Improvável

Wanderson Nogueira

Palavreando

Aos sábados, no Caderno Z, o jornalista Wanderson Nogueira explora a sua verve literária na coluna "Palavreando", onde fala de sentimentos e analisa o espírito e o comportamento humano.

sábado, 28 de agosto de 2021

Seria improvável, mesmo com a bagunça do clima, fazer primavera no inverno. Mas tem flores nascendo no coração e quem comprova é o sorriso solto, quase bobo. Basta um olhar para o sorriso transbordar, e, o coração semeado por essa graça repentina de ser feliz - florescer. 

Temo assustar, tanto quanto me acomete a intensidade que me visita. Mas na cumplicidade comigo mesmo, provo do improvável da intimidade com quem acabo de conhecer. 

Dispenso o jogo dos segredos e me revelo quase que por inteiro. Deixo, é claro, alguns bocados nos bolsos na intenção de instigar descobertas que nem eu mesmo descobri. 

Não me importo se estou vulnerável, ainda que cante, ainda que tenha cautela para dizer que quero mais e mais e mais. Na confissão, acabo por me entregar: no seu magnífico circo, estou mais para talentoso palhaço em busca de te arrancar gargalhadas, do que mágico pioneiro sedento para te iludir. 

Improvável você me perceber e se interessar e continuar. Nas reticências de tudo, o que há é sintonia. Dirá que pensamento chama. Convoca, talvez. 

Como fenômeno climático traz verão para o inverno e aquece corpo, alma e coração. Sensibilidade poética de quem observa e ouve mais do que fala, ainda que tagarele sob efeito de vinho. 

Canta ao vir mais perto e tão próximo declama músicas que parece ter escrito. Ensina arte, testa receitas e acerta.

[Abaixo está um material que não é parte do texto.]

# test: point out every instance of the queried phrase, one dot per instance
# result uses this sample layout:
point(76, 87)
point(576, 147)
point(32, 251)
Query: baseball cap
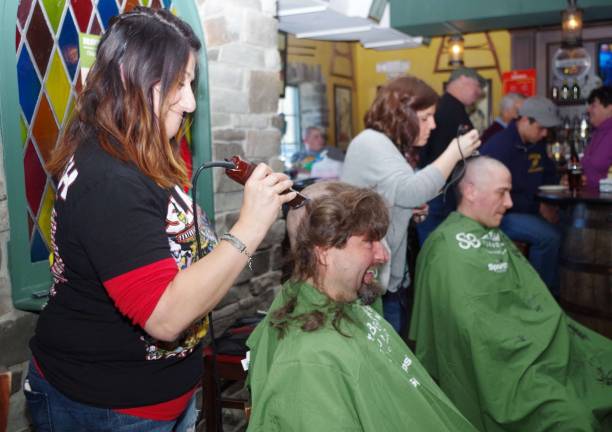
point(542, 110)
point(468, 72)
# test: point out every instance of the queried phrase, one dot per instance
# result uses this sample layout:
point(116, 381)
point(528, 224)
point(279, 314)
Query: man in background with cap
point(521, 149)
point(463, 89)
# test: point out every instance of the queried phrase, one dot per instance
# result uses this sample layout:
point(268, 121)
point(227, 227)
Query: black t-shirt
point(110, 220)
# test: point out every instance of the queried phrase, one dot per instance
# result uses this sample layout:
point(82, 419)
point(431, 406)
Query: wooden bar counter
point(586, 255)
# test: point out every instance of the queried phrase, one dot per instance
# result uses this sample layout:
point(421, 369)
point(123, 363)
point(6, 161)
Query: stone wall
point(243, 68)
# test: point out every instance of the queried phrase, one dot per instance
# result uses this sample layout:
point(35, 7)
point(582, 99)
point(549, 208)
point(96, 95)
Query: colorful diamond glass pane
point(39, 251)
point(58, 87)
point(28, 83)
point(30, 226)
point(44, 129)
point(23, 129)
point(40, 39)
point(69, 45)
point(82, 11)
point(54, 9)
point(23, 11)
point(44, 218)
point(36, 178)
point(107, 10)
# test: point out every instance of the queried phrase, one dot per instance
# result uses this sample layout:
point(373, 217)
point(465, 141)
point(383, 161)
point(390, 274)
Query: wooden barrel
point(586, 266)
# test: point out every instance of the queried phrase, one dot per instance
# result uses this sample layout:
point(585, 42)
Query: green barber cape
point(488, 330)
point(322, 381)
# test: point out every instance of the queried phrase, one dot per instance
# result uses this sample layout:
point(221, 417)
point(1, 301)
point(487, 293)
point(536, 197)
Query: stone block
point(229, 134)
point(263, 92)
point(2, 185)
point(253, 121)
point(262, 143)
point(220, 119)
point(259, 29)
point(260, 284)
point(221, 75)
point(269, 7)
point(275, 235)
point(16, 329)
point(243, 55)
point(212, 54)
point(228, 201)
point(228, 101)
point(217, 32)
point(272, 60)
point(4, 218)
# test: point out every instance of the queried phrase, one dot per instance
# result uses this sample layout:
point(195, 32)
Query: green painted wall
point(440, 17)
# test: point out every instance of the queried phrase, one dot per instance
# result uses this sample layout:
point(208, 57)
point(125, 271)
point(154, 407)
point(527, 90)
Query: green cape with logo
point(364, 380)
point(488, 330)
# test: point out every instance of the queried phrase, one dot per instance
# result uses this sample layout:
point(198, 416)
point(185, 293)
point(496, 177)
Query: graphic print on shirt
point(181, 237)
point(55, 260)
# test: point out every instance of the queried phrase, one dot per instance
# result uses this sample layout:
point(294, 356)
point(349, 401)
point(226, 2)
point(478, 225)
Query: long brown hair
point(140, 49)
point(393, 111)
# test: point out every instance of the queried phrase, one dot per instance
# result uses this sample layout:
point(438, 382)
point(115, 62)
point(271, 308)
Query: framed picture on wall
point(343, 115)
point(480, 113)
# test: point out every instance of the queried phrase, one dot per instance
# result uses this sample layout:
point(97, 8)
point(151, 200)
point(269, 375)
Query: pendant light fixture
point(455, 50)
point(571, 26)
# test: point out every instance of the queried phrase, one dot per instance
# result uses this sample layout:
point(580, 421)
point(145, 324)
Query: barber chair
point(231, 349)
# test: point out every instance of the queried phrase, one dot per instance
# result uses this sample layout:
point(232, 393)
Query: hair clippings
point(238, 244)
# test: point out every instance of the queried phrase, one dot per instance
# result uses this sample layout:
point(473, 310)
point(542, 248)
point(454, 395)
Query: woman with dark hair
point(118, 346)
point(384, 157)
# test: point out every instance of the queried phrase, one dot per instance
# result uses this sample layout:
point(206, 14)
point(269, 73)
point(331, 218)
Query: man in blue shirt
point(521, 149)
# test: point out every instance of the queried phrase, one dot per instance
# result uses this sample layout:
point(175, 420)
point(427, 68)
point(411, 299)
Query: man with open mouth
point(323, 359)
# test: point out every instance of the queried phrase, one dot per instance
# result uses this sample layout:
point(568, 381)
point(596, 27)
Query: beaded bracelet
point(237, 243)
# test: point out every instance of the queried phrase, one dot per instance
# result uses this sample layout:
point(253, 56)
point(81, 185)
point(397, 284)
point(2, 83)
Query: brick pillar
point(243, 65)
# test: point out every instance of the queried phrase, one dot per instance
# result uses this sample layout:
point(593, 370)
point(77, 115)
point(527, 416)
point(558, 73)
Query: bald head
point(484, 191)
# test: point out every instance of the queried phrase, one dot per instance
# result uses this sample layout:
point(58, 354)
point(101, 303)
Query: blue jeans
point(544, 241)
point(50, 411)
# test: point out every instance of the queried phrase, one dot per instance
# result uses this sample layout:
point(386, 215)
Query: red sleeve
point(137, 292)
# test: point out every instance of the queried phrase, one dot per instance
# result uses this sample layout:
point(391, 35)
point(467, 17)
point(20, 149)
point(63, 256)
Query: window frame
point(30, 282)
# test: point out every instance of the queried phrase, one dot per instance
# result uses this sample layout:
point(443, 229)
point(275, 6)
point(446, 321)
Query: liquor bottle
point(554, 93)
point(565, 91)
point(584, 126)
point(575, 93)
point(574, 169)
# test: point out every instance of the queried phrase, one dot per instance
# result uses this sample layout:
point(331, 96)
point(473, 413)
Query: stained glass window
point(46, 42)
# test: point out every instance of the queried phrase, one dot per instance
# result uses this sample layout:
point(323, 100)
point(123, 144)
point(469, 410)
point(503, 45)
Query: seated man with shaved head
point(489, 331)
point(323, 360)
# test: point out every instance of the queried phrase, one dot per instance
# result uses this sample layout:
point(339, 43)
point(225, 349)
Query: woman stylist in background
point(383, 157)
point(118, 346)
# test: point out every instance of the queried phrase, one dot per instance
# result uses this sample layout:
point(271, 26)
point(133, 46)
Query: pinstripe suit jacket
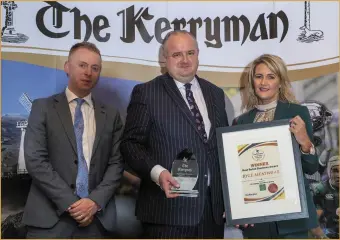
point(158, 126)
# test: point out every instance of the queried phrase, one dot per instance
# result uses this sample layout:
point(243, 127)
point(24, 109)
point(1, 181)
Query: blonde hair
point(278, 67)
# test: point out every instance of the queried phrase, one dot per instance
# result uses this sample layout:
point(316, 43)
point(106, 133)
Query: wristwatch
point(311, 150)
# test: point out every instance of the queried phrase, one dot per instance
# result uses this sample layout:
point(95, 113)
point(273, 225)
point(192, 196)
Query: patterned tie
point(82, 181)
point(195, 112)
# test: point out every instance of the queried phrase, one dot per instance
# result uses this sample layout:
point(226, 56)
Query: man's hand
point(83, 211)
point(85, 223)
point(166, 182)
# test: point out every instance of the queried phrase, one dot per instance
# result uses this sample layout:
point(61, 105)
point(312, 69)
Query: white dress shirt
point(199, 99)
point(89, 133)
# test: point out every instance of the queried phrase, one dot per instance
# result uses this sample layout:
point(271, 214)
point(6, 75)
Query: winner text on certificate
point(260, 172)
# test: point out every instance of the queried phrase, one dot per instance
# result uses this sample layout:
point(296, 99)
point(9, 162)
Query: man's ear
point(66, 67)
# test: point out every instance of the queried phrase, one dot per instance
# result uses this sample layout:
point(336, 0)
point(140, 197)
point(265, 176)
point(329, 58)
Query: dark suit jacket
point(309, 163)
point(51, 160)
point(159, 125)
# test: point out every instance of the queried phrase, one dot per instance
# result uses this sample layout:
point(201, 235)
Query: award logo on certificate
point(260, 171)
point(185, 171)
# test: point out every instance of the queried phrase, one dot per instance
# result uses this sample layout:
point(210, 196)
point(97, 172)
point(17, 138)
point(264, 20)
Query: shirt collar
point(194, 84)
point(71, 96)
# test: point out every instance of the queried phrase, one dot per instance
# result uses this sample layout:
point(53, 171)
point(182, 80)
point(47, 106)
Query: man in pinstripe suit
point(161, 123)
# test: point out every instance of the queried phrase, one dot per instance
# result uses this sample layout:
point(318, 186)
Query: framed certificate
point(261, 173)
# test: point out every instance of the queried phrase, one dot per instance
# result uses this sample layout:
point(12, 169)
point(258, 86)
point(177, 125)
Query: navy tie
point(82, 181)
point(195, 112)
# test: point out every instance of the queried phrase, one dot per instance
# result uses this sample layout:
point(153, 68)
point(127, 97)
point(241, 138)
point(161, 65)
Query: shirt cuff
point(155, 172)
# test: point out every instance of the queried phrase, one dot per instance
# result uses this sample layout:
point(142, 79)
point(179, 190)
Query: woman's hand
point(298, 128)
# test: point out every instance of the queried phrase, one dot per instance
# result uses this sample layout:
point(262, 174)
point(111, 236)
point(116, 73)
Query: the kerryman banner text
point(36, 38)
point(230, 34)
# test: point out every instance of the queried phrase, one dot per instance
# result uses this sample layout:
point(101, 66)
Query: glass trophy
point(185, 171)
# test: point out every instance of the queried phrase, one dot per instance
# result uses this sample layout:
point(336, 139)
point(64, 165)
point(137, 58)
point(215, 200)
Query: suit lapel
point(208, 98)
point(176, 96)
point(100, 117)
point(251, 116)
point(65, 117)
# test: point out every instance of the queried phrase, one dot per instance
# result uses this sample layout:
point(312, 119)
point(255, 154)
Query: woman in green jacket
point(267, 96)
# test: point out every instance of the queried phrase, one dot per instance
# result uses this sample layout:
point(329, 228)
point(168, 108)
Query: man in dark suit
point(171, 113)
point(72, 154)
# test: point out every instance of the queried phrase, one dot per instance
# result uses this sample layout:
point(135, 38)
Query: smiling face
point(83, 69)
point(266, 84)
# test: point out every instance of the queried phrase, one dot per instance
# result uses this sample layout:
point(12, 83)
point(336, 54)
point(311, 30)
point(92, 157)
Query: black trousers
point(68, 228)
point(270, 231)
point(207, 228)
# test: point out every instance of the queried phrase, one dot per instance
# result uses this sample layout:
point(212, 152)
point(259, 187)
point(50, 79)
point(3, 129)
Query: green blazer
point(309, 165)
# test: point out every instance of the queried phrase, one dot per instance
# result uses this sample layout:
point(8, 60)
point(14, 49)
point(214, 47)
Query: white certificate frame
point(238, 212)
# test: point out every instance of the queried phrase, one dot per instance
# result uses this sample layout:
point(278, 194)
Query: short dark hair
point(176, 32)
point(88, 45)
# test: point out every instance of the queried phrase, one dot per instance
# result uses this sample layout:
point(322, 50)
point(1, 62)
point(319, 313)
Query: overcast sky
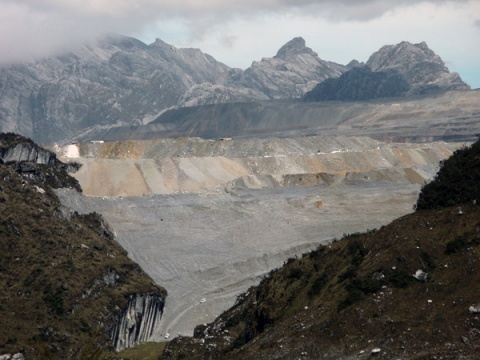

Guarda teóricos no bolso para me impressionar ou me contra-argumentar, quando seu argumento infalível é apenas chegar e deixar eu te tocar, os peitos, os lábios, o arrepio do intervalo entre sua orelha e nuca. Se permitir, avanço mais e ainda que tudo pareça improvável, aceito a verdade: o melhor dos seus teóricos é você mesmo. 

Não pede para eu ficar, mas te convido. Sua maturidade me faz imaturo, mas gosto desse sabor infantil de criança que rouba doces da prateleira mais alta. 

No improvável enredo de encantamento à primeira vista, sou ousadia e você temperança; sou exagero e você sabedoria; sou noite e você dia. Na ausência de extremos, somados se inventa o equilíbrio. 

As impossibilidades não tombam a felicidade de sorrir com os olhos que mutuamente entendem o que está acontecendo, ainda que seja breve, ainda que seja forte, ainda que seja repleto de leveza e até de angústia própria de quem vive. 

Nesse improvável de nós dois, rechaço passado e futuro ainda que reze para que perdure a primavera, pelo menos até o inverno se despedir.